Gooden founded and ran Live Theatre Workshop, but withdrew from that company two years ago. "I did Live Theatre Workshop for nine years, and it was a great experience, but it was just time to move on," he says. In the interim, he's been performing comic musical melodramas at Gaslight Theatre. "Yes, you can live off Gaslight," he says. "Not very well, but almost."

Meanwhile, Gooden has amassed either enough cash or a good-enough credit rating to start Top Hat Theatre Club, a for-profit enterprise. "I knew when I left Live Theatre Workshop that I'd most likely do another project similar to it, and now the planets and the stars have all lined up, and away we go."

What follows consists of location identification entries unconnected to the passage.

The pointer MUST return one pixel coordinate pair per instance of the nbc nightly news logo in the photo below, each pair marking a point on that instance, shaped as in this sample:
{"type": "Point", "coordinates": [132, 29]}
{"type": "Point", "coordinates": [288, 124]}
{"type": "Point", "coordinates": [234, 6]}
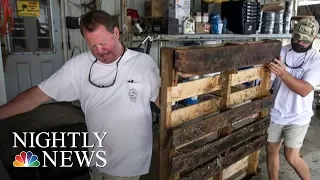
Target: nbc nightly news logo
{"type": "Point", "coordinates": [84, 158]}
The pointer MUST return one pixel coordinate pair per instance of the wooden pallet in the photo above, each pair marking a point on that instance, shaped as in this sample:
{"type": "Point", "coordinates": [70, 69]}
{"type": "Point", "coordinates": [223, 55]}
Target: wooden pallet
{"type": "Point", "coordinates": [219, 137]}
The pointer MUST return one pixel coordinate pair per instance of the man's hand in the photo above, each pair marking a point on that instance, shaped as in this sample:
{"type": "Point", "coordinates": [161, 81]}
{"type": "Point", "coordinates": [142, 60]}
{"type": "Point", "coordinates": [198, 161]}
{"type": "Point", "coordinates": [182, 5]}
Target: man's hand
{"type": "Point", "coordinates": [278, 68]}
{"type": "Point", "coordinates": [298, 86]}
{"type": "Point", "coordinates": [24, 102]}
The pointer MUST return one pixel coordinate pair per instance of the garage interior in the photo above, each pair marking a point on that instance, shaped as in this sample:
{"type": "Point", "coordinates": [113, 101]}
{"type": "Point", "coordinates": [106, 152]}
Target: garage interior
{"type": "Point", "coordinates": [18, 75]}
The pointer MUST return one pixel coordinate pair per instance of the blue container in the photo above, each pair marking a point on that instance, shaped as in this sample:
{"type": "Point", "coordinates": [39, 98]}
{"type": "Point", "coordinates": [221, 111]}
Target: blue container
{"type": "Point", "coordinates": [216, 24]}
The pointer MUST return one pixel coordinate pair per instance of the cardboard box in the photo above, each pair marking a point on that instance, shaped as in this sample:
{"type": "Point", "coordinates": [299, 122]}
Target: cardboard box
{"type": "Point", "coordinates": [203, 28]}
{"type": "Point", "coordinates": [177, 9]}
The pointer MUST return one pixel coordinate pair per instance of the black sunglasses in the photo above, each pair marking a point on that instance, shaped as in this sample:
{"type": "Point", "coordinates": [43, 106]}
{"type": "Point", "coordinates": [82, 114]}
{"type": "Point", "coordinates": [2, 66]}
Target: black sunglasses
{"type": "Point", "coordinates": [114, 80]}
{"type": "Point", "coordinates": [296, 67]}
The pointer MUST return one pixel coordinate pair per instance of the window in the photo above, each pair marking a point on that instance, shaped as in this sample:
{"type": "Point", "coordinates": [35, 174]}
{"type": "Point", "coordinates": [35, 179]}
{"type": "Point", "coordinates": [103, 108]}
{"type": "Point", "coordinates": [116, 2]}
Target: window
{"type": "Point", "coordinates": [32, 34]}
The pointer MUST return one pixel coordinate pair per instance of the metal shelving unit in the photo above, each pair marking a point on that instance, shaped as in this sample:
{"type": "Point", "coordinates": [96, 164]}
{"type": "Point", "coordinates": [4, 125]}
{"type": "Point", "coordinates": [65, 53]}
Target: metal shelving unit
{"type": "Point", "coordinates": [199, 37]}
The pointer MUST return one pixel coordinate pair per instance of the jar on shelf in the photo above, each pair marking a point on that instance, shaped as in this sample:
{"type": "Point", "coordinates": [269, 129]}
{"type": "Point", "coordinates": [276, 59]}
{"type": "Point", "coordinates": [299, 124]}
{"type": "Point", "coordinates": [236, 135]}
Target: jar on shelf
{"type": "Point", "coordinates": [205, 18]}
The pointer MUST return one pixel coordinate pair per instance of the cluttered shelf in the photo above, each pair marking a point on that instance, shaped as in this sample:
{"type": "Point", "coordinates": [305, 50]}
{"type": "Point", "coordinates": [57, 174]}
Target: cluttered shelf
{"type": "Point", "coordinates": [188, 37]}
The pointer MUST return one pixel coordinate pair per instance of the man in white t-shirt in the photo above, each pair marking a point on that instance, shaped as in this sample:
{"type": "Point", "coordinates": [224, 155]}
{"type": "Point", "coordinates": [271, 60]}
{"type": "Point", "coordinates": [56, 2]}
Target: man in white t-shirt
{"type": "Point", "coordinates": [115, 86]}
{"type": "Point", "coordinates": [294, 76]}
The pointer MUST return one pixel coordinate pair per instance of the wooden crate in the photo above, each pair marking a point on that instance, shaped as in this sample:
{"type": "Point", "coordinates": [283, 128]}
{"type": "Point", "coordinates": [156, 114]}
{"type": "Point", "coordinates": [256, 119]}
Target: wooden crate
{"type": "Point", "coordinates": [219, 137]}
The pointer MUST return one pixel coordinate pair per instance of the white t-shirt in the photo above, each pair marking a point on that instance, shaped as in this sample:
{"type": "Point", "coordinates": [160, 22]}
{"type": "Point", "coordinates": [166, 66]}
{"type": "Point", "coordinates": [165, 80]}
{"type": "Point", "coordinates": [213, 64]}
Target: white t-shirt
{"type": "Point", "coordinates": [122, 110]}
{"type": "Point", "coordinates": [290, 107]}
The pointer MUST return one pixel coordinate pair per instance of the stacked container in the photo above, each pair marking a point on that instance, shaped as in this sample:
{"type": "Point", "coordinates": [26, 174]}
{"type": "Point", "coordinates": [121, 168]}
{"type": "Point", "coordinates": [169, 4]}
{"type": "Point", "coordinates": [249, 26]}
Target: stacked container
{"type": "Point", "coordinates": [243, 16]}
{"type": "Point", "coordinates": [288, 10]}
{"type": "Point", "coordinates": [278, 23]}
{"type": "Point", "coordinates": [268, 21]}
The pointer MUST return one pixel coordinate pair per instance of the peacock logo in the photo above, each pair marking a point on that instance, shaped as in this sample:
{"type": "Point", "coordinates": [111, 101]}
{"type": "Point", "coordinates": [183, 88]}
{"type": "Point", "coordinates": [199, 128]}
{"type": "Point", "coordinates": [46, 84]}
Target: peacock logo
{"type": "Point", "coordinates": [26, 160]}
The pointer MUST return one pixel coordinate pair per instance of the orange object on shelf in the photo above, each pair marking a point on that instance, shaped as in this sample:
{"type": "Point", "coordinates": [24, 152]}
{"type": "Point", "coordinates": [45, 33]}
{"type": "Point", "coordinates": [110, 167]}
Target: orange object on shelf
{"type": "Point", "coordinates": [6, 17]}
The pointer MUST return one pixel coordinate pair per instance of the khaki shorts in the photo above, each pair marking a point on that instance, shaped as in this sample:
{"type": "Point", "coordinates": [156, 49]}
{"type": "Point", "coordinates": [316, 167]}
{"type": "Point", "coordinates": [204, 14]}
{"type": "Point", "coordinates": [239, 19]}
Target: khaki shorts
{"type": "Point", "coordinates": [95, 174]}
{"type": "Point", "coordinates": [293, 135]}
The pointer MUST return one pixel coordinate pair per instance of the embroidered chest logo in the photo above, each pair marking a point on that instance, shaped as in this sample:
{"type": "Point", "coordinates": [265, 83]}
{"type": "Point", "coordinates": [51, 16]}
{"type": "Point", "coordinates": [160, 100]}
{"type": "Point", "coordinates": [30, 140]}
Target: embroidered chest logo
{"type": "Point", "coordinates": [133, 93]}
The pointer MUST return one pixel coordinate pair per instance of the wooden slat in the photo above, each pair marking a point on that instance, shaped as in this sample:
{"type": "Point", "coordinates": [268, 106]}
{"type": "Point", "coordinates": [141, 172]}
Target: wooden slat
{"type": "Point", "coordinates": [212, 167]}
{"type": "Point", "coordinates": [240, 175]}
{"type": "Point", "coordinates": [245, 95]}
{"type": "Point", "coordinates": [194, 88]}
{"type": "Point", "coordinates": [226, 78]}
{"type": "Point", "coordinates": [205, 153]}
{"type": "Point", "coordinates": [247, 75]}
{"type": "Point", "coordinates": [189, 113]}
{"type": "Point", "coordinates": [211, 123]}
{"type": "Point", "coordinates": [236, 167]}
{"type": "Point", "coordinates": [263, 91]}
{"type": "Point", "coordinates": [225, 90]}
{"type": "Point", "coordinates": [204, 60]}
{"type": "Point", "coordinates": [165, 101]}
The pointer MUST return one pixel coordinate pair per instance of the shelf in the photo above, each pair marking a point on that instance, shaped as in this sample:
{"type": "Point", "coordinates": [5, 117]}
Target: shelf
{"type": "Point", "coordinates": [199, 37]}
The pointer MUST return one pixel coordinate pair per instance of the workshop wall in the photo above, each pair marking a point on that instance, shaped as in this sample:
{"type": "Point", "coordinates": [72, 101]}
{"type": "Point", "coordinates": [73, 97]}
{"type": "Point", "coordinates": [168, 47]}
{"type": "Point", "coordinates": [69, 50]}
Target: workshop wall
{"type": "Point", "coordinates": [72, 39]}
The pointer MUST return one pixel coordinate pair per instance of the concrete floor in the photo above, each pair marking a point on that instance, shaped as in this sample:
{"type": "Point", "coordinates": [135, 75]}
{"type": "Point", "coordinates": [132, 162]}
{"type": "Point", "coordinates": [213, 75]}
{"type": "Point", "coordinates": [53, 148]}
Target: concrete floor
{"type": "Point", "coordinates": [48, 116]}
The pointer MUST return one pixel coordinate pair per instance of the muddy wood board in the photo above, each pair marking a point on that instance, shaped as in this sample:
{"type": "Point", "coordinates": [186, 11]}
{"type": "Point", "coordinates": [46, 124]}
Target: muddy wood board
{"type": "Point", "coordinates": [204, 60]}
{"type": "Point", "coordinates": [220, 137]}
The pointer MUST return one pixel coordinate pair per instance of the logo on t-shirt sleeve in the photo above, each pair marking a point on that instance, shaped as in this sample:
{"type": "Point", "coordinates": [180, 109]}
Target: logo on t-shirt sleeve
{"type": "Point", "coordinates": [133, 93]}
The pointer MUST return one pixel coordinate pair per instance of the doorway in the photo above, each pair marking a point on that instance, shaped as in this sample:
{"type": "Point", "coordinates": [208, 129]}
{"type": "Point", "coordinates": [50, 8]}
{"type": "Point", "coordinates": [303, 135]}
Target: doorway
{"type": "Point", "coordinates": [35, 47]}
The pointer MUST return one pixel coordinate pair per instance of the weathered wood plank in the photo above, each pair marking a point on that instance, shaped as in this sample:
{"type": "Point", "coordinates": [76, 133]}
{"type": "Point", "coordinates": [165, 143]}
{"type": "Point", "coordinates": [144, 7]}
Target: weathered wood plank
{"type": "Point", "coordinates": [246, 75]}
{"type": "Point", "coordinates": [238, 175]}
{"type": "Point", "coordinates": [253, 163]}
{"type": "Point", "coordinates": [235, 168]}
{"type": "Point", "coordinates": [211, 123]}
{"type": "Point", "coordinates": [213, 167]}
{"type": "Point", "coordinates": [263, 91]}
{"type": "Point", "coordinates": [191, 160]}
{"type": "Point", "coordinates": [194, 88]}
{"type": "Point", "coordinates": [225, 90]}
{"type": "Point", "coordinates": [189, 113]}
{"type": "Point", "coordinates": [206, 60]}
{"type": "Point", "coordinates": [245, 95]}
{"type": "Point", "coordinates": [165, 132]}
{"type": "Point", "coordinates": [226, 78]}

The company's debut show, Neil Simon's The Sunshine Boys, is typical of projected future productions. It's a light comedy about two old theater partners who broke up rather acrimoniously but now are lured back into a reunion. "It says something about friendship and separation and reconciliation," Gooden notes. The show happens to reunite Gooden, who directs the piece and plays one of the characters, with actors he knew in his Live Theatre Workshop days, Bruce Bieszki and Brian Wees.

As at LTW, Gooden is setting up Top Hat--he wanted a name with showbiz glitz--in a strip-mall storefront. And he's opening up now so he can build an audience before autumn's heavier competition for ticket buyers. After Sunshine Boys, Gooden is planning six-week runs of Agatha Christie's Ten Little Indians, Simon's The Good Doctor, and at Christmastime, Gooden's own one-man adaptation of Charles Dickens' Pickwick Papers.

Gooden says he's confident that there's a big theater audience in Tucson; what the city lacks is enough shows for them. In launching Top Hat Theatre Club, he's heartened by the strength of such companies as LTW, Invisible Theatre and Gaslight.

"We firmly believe that the Tucson audience is gong to recognize Top Hat as a place to come and have a good time," says Gooden. "There's also a great Mexican restaurant here."